Le vendredi 10 avril 2015 est tenue à l'Université de Sherbrooke une journée d'études sur les possibilités offertes par les archives orales. Les organisatrices de l'événement sont rattachées au Département d'histoire comme professeure, Louise Bienvenue, ou comme candidates à la maîtrise, Myriam Alarie et Christine Labrie.
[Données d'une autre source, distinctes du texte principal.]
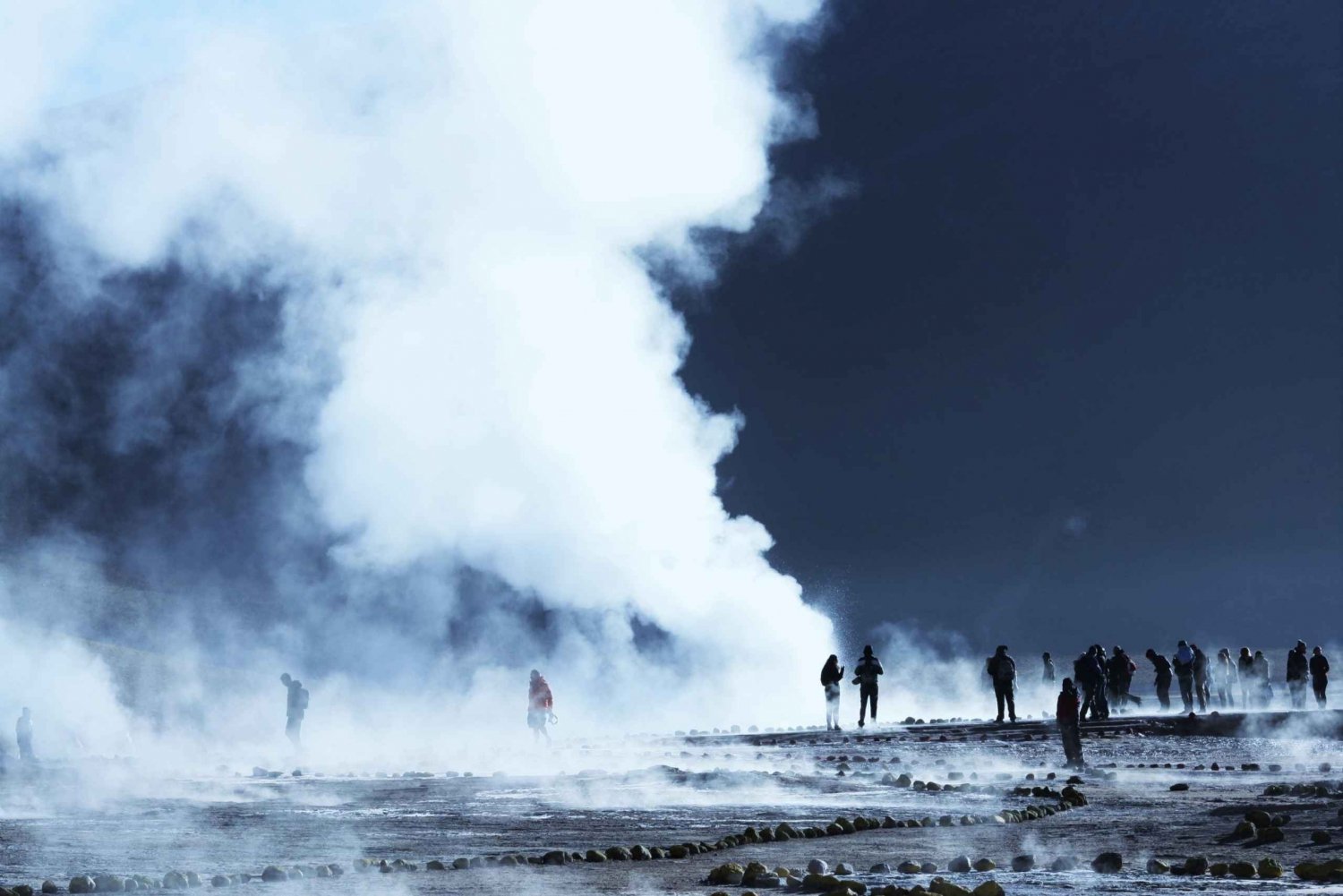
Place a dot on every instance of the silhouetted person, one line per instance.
(1162, 667)
(1225, 678)
(1245, 670)
(1319, 676)
(1297, 668)
(1002, 670)
(1184, 664)
(1069, 724)
(1120, 678)
(1090, 676)
(1262, 678)
(295, 705)
(865, 676)
(540, 707)
(1200, 678)
(23, 731)
(832, 675)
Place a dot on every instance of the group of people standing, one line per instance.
(865, 676)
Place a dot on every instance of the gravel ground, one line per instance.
(117, 818)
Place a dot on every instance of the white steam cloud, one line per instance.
(449, 196)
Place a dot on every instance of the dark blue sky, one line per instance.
(1069, 365)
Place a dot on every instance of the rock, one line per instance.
(1270, 868)
(943, 887)
(1272, 836)
(731, 875)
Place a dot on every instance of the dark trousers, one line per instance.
(1186, 692)
(1072, 738)
(1296, 687)
(867, 695)
(1004, 692)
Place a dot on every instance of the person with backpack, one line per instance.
(1319, 676)
(295, 707)
(1002, 670)
(865, 678)
(1245, 670)
(1162, 667)
(1185, 673)
(832, 675)
(1069, 724)
(540, 707)
(1297, 668)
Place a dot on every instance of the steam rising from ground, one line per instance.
(311, 319)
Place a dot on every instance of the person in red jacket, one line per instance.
(1069, 727)
(540, 705)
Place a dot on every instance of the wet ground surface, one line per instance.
(118, 818)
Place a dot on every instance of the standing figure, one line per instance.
(832, 675)
(1262, 678)
(1225, 675)
(1245, 672)
(540, 707)
(865, 678)
(1201, 675)
(1162, 667)
(1091, 678)
(1069, 724)
(1185, 673)
(1120, 678)
(1319, 676)
(1297, 668)
(295, 705)
(1002, 670)
(23, 731)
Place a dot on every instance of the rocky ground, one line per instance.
(934, 794)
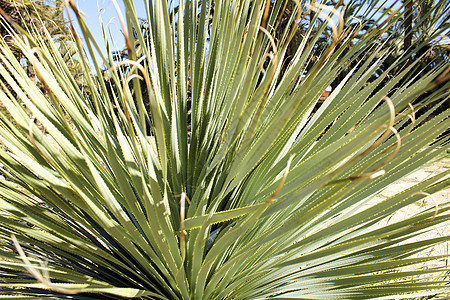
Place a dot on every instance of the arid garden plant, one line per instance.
(106, 194)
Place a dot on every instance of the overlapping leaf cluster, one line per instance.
(268, 195)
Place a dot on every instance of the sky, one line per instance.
(105, 8)
(92, 9)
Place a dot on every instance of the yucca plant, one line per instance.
(269, 194)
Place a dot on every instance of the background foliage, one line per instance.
(108, 193)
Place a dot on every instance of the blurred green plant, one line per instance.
(270, 197)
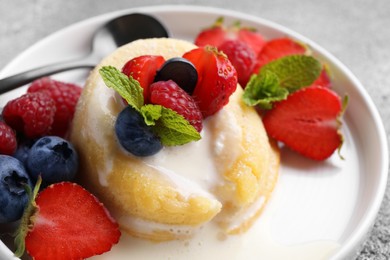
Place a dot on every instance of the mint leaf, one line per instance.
(127, 87)
(151, 113)
(294, 71)
(174, 129)
(263, 89)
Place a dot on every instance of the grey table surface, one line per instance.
(356, 32)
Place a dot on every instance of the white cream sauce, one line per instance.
(209, 243)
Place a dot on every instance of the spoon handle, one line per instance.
(20, 79)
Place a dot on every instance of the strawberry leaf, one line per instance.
(127, 87)
(27, 218)
(264, 89)
(294, 71)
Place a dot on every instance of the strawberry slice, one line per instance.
(242, 57)
(275, 49)
(217, 79)
(67, 222)
(143, 69)
(307, 122)
(217, 34)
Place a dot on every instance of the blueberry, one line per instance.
(22, 151)
(134, 135)
(13, 196)
(54, 158)
(181, 71)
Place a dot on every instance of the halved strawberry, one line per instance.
(217, 79)
(277, 48)
(67, 222)
(307, 122)
(217, 34)
(242, 57)
(143, 69)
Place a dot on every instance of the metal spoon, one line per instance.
(115, 33)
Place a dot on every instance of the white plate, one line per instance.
(330, 201)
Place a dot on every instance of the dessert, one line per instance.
(225, 177)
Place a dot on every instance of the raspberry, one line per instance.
(31, 114)
(170, 95)
(65, 96)
(7, 139)
(242, 58)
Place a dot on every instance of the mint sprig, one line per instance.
(278, 78)
(263, 89)
(171, 127)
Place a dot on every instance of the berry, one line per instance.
(8, 141)
(170, 95)
(307, 122)
(134, 135)
(143, 69)
(180, 71)
(54, 158)
(65, 96)
(275, 49)
(23, 149)
(13, 197)
(31, 114)
(217, 34)
(69, 223)
(217, 79)
(242, 57)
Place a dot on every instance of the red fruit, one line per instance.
(242, 57)
(8, 141)
(65, 96)
(307, 122)
(31, 114)
(275, 49)
(143, 69)
(217, 34)
(70, 224)
(170, 95)
(217, 79)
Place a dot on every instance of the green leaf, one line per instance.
(294, 71)
(151, 113)
(27, 219)
(263, 89)
(174, 129)
(127, 87)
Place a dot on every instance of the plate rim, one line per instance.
(358, 236)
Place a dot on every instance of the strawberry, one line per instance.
(217, 79)
(170, 95)
(66, 222)
(307, 122)
(242, 57)
(217, 34)
(143, 69)
(277, 48)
Après l'accueil et le mot d'introduction de Louise Bienvenue, Florence Descamps de l'École pratique des Hautes Études, donne la conférence d'ouverture. Elle souligne l'importance de bien faire la distinction entre différentes notions. L'histoire orale s'entend de récits d'interviewés, recueillis par des chercheurs dans le contexte d'un projet spécifique. Elle est destinée, par des extraits ou des fragments de ces témoignages, à confirmer les conclusions d'une recherche préparée à partir de sources traditionnelles. Les archives orales se distinguent de l'histoire orale en ce sens qu'elles sont rassemblées à des fins plus larges, par exemple pour documenter et enrichir la mémoire d'une organisation. Comme elles doivent alimenter la recherche future en histoire et en sciences sociales, elles sont recueillies selon une ingénierie rigoureuse. Elles sont destinées à une conservation permanente, appelées à devenir partie composante d'un patrimoine immatériel toujours en mouvement, formé de continuités et de ruptures.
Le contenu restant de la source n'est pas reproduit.